Figure 4. Co-treatment of MM.1s and KMS18 cell lines with venetoclax and dexamethasone induces changes in the pattern of Bim binding to anti-apoptotic proteins, resulting in apoptosis

Lysates were obtained from A. MM.1s or B. KMS18 and protein subjected to co-immunoprecipitation and input Western blot analysis as described in Fig. 1. Densitometry measurements of the Bim bound to Mcl-1, Bcl-x_L, and Bcl-2 under each treatment condition, as described in Fig. 2. A. MM.1s control = 1.00, Dex = 1.48, Venetoclax = 1.07, Combination = 0.89. B. KMS18 control = 1.00, Dex = 1.2, Venetoclax = 1.09, Combination = 0.65. Blots are representative of at least four experiments, densitometry average of two experiments.
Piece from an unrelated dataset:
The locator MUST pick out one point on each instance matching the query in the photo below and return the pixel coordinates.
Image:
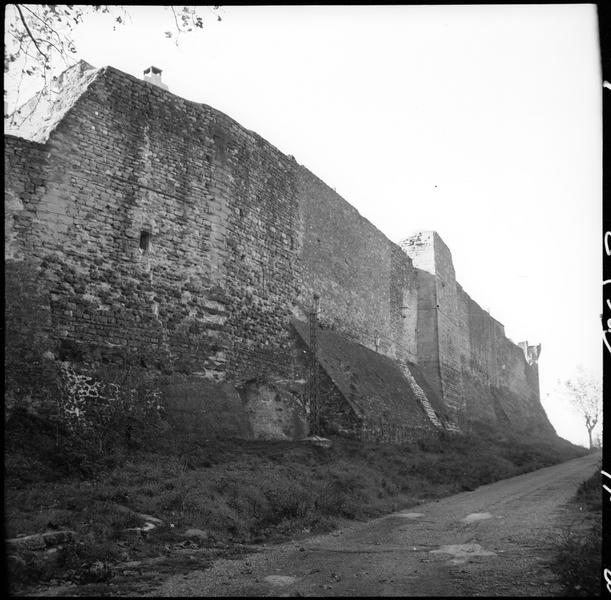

Figure 5. A synergistic response to the combination of venetoclax and dexamethasone in plasma cells from myeloma patients

Two million total cells from buffy coats were re-suspended in medium for culture, while the remaining cells were subjected to CD138+ cell isolation. Cells were treated with the indicated concentrations of venetoclax either alone or in combination with 0.5 μM dexamethasone for 24 h. Apoptosis was determined by staining with antibodies against CD38, CD45, and Annexin-V-FITC. Lysates were obtained from isolated CD138+ cells and protein subjected to co-immunoprecipitation and Western blot analysis as described in Fig. 1.

Figure 6

Model of Dexamethasone-induced Bcl-2 priming.